Всю дорогу Марфа Ильинична трепала в тщедушных ручках носовой платок, время от времени говоря:
- А ведь, господин Сёва, у нашего Дмитрия Николаевича сегодня именины…
- Ну что вы, бабушка, как можно! Конечно же я сделал покойному скидку! – отвечал Гробовников, жеманно отряхивая рукава и поправляя то и дело съезжавший с золотистых локонов котелок.
Стуча колесами, бричка исчезала в утреннем тумане. Лукьяненков сладко улыбался во сне; должно быть, видел свою утопавшую в зелени, как в мягкой перине бреда, покосившуюся от времени одинокую могилку.
Среди утренней синевы таяли полумраки редких фонарей, желтели одинокие улицы, исчезая за черными мостами. Когда, наконец, вдалеке показалось объятое туманом кладбище с накренившимися крестами, Лукьяненков, убито спавший весь путь, еле заметно вздохнул – судорога пронзила его тело, застыв где-то в горле.
- Помираю! – прохрипел Лукьяненков, схватившись за голову, и внезапно замолчал.
Улыбнувшийся в себя Сёва снял неизменный черный котелок, воздев глаза к небу. Заплакала в причитании Марфа Ильинична.
Спустя пару часов мытарств распахнутый гроб с окаменевшим от внезапной смерти Лукьяненковым поблескивал на краю черневшей бездны. Марфу Ильиничну колотило от ужаса, и та укатила домой.
Растерянный Сёва присел у гроба, достал флягу.
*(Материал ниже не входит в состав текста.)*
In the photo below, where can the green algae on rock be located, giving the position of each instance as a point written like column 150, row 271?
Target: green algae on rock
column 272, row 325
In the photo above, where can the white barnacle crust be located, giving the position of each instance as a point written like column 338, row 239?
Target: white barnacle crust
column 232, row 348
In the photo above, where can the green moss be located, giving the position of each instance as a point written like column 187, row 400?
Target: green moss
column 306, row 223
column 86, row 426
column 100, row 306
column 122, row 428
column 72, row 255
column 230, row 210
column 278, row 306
- Дурак ты, Митя, - Гробовников прислушался к постукивавшим друг о друга еще голым ветвям росших неподалеку тополей; отпив из фляги, сморщенно-пискляво добавил: - дурак, весь праздник мне и старухе испортил! Какие уж тут мне теперь пироги с мясом!
Подхватив труп, Сёва швырнул его в вырытую яму. Где-то в небе закаркала стая ворон. Гробовников с досадою плюнул на свеженький костюм покойного и пьяно-ветренно зашагал прочь под птичий визг.
День.
Спрятав свой распотрошенный живот за нестиранной манишкой и сальным фраком, одиноко торчавший в окне труп Дмитрия Николаевича с наслаждением поедал горячий именинный пирог, запивая хмельным медом. Пожелтевшие трупные щёки подрагивали в наслаждении, лоснились от мясного жира синие бескровные губы.
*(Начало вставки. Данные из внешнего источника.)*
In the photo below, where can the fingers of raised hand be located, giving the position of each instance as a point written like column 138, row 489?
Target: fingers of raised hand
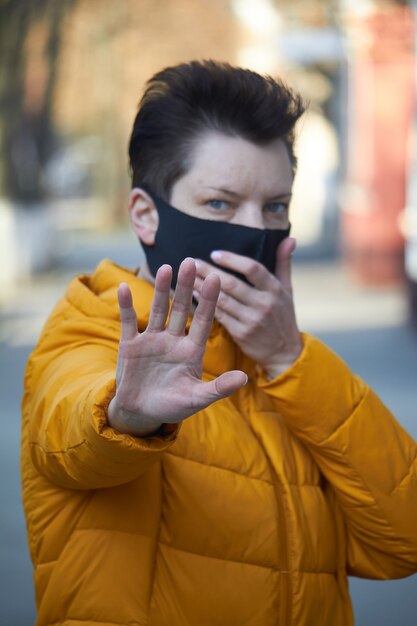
column 181, row 303
column 160, row 303
column 204, row 313
column 127, row 312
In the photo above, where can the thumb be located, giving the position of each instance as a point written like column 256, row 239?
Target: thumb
column 283, row 264
column 221, row 387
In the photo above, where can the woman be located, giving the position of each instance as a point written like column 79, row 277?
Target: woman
column 207, row 472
- Тридцать пять лет… - задумчиво проговорил по слогам именинник и оглядел себя в зеркале, подняв белую завесу, - а что, неплох!
Довольно засмеявшись, Лукьяненков приладил шевелюру, подрумянил щеки, и, задорно схватив с вешалки пальто, вышел в серую, словно нарисованную, парадную.
Улица почему-то оказалась черно-белой, порой где-то мелькали багровые, как кровь, разинутые рты прохожих. Недоуменно пялясь на провалы окон и решетчатые ворота подворотен, Дмитрий Николаевич пошел пустыми переулками наугад.
Когда его черная тень растворилась среди полумрака треснувших ступеней старого брошенного дома, отрешенный Лукьяненков ощутил небывалый подъем сил, и невзначай подумал: «Неужто ожить можно, лишь умерев?»
Утопавший в предвечернем сиянии петербургский дворик зябко мерцал в свете заходящего солнца.
Лукьяненков встал на подоконник и, раскинув руки, улетел прочь.
Несомый заливистым хохотом, раздиравшим легкие, он умчался ввысь, в синее небо.